Non sorprendentemente, l'allenamento di balletto ha fatto la differenza. Mentre i soggetti hanno dimostrato modelli di andatura simili nella navigazione del fascio largo; quando si trattava del piccolo raggio, i ballerini hanno mobilizzato i moduli motore in modo più coerente ed efficiente rispetto agli individui non addestrati. Come concludono i ricercatori, "l'allenamento può influire sul controllo dei movimenti quotidiani".

Ad un certo livello, questo cambiamento sembra ovvio. Imparare a ballare non significa solo imparare a fare passi particolari. L'atto di imparare una tecnica allena un sé corporeo come mobilizzare gruppi di muscoli per affrontare nuove sfide, imparare nuovi movimenti e viaggiare più lontano lungo le traiettorie di forza e agilità che questi movimenti rappresentano. Tali sfide possono verificarsi in uno studio di danza o in un esperimento scientifico.
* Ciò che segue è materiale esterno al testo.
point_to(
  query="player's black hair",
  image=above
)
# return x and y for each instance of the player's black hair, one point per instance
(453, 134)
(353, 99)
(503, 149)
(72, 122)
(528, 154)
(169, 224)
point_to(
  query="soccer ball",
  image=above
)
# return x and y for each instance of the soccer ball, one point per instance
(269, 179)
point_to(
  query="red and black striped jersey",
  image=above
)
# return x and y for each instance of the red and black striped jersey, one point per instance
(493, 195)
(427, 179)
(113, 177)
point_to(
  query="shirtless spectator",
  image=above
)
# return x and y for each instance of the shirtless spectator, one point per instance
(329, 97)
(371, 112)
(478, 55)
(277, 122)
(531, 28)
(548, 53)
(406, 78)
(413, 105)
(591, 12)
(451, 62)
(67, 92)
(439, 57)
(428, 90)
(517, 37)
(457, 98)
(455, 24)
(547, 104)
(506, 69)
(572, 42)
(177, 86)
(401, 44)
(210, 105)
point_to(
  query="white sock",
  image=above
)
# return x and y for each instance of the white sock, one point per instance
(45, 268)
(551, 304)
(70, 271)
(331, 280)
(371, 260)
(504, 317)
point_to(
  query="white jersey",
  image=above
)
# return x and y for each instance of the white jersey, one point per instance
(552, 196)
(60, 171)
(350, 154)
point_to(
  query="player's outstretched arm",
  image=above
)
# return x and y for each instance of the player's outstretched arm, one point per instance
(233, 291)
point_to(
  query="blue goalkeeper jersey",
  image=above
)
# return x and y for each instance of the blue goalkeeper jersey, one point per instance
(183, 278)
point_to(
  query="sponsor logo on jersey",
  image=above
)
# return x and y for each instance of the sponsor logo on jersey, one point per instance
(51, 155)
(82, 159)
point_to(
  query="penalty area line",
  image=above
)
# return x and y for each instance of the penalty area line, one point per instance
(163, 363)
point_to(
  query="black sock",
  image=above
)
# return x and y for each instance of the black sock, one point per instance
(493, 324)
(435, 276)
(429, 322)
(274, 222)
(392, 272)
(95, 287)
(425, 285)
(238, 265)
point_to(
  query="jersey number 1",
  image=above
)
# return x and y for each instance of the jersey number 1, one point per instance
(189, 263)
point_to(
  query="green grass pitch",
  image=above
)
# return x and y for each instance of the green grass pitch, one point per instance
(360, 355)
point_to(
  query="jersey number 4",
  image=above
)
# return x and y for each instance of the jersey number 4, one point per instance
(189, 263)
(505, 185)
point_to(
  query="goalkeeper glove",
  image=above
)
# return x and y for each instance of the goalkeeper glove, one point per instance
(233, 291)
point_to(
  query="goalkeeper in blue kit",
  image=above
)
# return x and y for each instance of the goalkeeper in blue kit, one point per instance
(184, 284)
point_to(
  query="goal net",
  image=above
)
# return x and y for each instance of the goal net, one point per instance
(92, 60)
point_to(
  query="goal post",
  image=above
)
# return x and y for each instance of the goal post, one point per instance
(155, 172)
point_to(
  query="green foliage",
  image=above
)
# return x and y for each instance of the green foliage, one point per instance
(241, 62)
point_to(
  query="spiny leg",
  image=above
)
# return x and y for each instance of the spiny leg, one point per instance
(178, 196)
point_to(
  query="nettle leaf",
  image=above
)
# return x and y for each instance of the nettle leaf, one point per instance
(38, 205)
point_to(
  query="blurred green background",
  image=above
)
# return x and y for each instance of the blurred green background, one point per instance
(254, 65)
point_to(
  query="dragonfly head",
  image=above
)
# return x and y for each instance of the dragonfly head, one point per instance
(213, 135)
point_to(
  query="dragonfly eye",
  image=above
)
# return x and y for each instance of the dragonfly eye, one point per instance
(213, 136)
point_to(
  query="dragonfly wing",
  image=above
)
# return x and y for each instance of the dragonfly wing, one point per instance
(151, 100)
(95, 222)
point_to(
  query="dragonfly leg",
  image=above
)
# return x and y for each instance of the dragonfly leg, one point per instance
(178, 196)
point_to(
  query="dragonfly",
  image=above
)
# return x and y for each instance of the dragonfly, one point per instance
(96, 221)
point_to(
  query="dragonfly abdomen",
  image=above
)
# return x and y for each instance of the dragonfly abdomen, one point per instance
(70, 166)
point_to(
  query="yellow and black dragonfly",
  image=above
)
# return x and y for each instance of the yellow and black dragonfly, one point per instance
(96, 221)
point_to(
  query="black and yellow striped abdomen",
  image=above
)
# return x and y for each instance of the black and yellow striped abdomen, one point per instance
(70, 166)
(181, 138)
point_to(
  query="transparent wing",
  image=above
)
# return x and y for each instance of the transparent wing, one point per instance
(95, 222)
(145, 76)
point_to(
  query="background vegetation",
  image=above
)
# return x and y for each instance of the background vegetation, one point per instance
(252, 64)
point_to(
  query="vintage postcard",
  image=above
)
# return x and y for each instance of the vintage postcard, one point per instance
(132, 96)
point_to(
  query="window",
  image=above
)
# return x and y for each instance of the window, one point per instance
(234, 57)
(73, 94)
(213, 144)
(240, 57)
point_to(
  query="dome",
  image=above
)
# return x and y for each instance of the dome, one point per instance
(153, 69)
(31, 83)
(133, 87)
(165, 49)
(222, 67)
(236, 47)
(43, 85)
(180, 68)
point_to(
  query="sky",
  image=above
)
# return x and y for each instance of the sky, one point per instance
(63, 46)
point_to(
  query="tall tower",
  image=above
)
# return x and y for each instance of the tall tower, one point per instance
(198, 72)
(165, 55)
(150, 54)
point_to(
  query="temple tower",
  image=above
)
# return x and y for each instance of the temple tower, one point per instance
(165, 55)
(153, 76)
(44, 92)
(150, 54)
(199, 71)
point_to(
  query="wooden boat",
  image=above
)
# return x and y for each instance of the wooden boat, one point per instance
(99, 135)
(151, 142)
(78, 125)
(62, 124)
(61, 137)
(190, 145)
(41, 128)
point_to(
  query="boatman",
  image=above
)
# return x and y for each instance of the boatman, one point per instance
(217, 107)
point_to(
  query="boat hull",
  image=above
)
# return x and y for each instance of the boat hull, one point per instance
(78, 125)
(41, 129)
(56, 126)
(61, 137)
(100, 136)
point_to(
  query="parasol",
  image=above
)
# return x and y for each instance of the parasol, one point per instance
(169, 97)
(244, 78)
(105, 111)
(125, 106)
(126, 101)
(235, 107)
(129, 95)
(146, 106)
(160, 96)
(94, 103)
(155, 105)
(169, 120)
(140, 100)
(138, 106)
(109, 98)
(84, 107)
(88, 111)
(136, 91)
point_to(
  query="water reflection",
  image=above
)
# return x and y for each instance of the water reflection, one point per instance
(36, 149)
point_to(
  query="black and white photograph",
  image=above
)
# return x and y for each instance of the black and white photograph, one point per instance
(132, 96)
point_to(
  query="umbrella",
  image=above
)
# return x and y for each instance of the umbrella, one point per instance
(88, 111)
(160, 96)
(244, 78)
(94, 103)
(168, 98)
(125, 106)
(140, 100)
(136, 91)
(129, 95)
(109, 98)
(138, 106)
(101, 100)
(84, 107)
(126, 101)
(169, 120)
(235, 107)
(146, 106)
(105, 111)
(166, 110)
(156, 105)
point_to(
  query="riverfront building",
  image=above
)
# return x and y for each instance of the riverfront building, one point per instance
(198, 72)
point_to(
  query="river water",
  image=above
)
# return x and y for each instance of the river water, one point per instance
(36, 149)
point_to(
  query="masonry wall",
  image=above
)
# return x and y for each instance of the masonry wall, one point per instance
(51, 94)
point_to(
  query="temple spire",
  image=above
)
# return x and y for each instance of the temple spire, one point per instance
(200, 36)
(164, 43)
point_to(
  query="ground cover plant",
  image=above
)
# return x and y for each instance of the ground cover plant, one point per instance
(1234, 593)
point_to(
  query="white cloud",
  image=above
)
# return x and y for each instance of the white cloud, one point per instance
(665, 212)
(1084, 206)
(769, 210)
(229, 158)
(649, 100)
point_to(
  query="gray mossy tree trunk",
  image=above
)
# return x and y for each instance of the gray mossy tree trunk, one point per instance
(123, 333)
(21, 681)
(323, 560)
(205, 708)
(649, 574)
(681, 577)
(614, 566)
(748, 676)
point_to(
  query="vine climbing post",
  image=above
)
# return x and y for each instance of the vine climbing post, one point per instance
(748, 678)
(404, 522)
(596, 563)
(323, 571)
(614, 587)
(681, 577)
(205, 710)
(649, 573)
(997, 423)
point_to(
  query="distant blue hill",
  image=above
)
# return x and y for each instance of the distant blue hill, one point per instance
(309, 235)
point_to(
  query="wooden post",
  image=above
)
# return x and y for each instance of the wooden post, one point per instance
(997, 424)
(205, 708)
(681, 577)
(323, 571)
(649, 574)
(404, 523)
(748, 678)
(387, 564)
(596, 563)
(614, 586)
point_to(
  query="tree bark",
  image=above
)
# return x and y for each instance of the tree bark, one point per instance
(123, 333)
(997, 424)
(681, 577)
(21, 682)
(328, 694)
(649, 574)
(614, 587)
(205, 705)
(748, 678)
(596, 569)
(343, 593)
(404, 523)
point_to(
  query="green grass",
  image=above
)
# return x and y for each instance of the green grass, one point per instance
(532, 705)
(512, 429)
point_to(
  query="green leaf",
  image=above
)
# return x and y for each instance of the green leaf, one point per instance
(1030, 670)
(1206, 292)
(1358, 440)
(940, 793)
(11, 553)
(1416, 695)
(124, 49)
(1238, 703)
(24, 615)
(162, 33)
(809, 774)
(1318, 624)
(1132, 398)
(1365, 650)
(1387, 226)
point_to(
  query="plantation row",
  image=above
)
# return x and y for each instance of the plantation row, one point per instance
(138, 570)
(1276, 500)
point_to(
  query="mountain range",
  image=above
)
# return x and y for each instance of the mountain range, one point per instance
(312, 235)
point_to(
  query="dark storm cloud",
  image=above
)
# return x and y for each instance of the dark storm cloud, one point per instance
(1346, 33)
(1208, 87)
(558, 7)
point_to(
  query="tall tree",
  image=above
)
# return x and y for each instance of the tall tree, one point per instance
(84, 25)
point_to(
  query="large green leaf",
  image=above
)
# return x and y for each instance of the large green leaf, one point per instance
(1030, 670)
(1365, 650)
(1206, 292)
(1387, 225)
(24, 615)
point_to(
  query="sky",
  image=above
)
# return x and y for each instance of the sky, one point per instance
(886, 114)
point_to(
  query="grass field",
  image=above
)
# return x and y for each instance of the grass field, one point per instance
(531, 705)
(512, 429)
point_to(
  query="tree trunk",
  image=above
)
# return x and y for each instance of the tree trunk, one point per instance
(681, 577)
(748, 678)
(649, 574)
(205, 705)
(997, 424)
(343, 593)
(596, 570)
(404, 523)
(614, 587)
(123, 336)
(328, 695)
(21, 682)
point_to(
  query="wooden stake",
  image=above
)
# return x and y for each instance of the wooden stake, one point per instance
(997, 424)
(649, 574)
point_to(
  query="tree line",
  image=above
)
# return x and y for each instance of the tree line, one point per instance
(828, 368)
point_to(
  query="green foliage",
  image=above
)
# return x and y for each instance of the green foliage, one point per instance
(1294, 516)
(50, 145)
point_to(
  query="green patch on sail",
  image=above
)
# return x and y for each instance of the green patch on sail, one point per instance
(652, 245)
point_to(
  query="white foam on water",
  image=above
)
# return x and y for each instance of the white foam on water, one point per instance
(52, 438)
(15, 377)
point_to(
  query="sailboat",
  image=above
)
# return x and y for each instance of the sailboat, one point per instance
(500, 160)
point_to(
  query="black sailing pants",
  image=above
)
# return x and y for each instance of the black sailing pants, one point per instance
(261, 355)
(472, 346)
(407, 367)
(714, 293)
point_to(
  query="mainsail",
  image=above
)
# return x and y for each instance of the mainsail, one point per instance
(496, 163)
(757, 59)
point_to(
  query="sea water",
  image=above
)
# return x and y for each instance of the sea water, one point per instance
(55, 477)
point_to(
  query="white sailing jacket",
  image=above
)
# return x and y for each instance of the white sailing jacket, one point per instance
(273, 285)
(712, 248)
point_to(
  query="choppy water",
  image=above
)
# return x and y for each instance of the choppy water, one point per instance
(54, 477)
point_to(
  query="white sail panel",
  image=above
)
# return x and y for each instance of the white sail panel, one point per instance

Il punto qui è che qualsiasi modello di movimento che facciamo ci prepara a mobilitare in futuro le combinazioni neuromuscolari che abbiamo imparato per realizzarle. I modelli di movimento che realizziamo diventano noi. Lo stesso vale per i tassisti o i subacquei: qualunque movimento facciano le persone diventano il mezzo attraverso il quale percepiscono e rispondono a qualsiasi cosa appaia loro – dove anche quell'apparizione è una funzione dell'educazione sensoriale fornita dai movimenti che hanno fatto. Sono il movimento che mi sta facendo.

Naturalmente, anche qui restano delle domande. Ci sono stati evidenti cambiamenti nel cervello associati all'uso di questi moduli motori? In che misura l'esperienza del balletto dei ballerini li ha preparati emotivamente o spiritualmente e non solo fisicamente per le sfide fisiche? È solo il balletto che ha questo effetto? E le altre forme di danza, sport o attività fisica? Possiamo differenziare le pratiche di movimento dai tipi di movimenti ordinari che esercitano, amplificano e consentono?

3. Uno studio finale, pubblicato il 26 ottobre 2015, negli Atti della National Academy of Sciences, supporta questi primi due, suggerendo che proprio il processo attraverso il quale i sistemi neurali (e forse gli umani) sviluppano l'intelligenza sensorimotoria è una funzione – non di cervelli intelligenti, controllanti o determinanti caratteristiche meccaniche, ma piuttosto di movimenti corporei fatti in relazione all'ambiente.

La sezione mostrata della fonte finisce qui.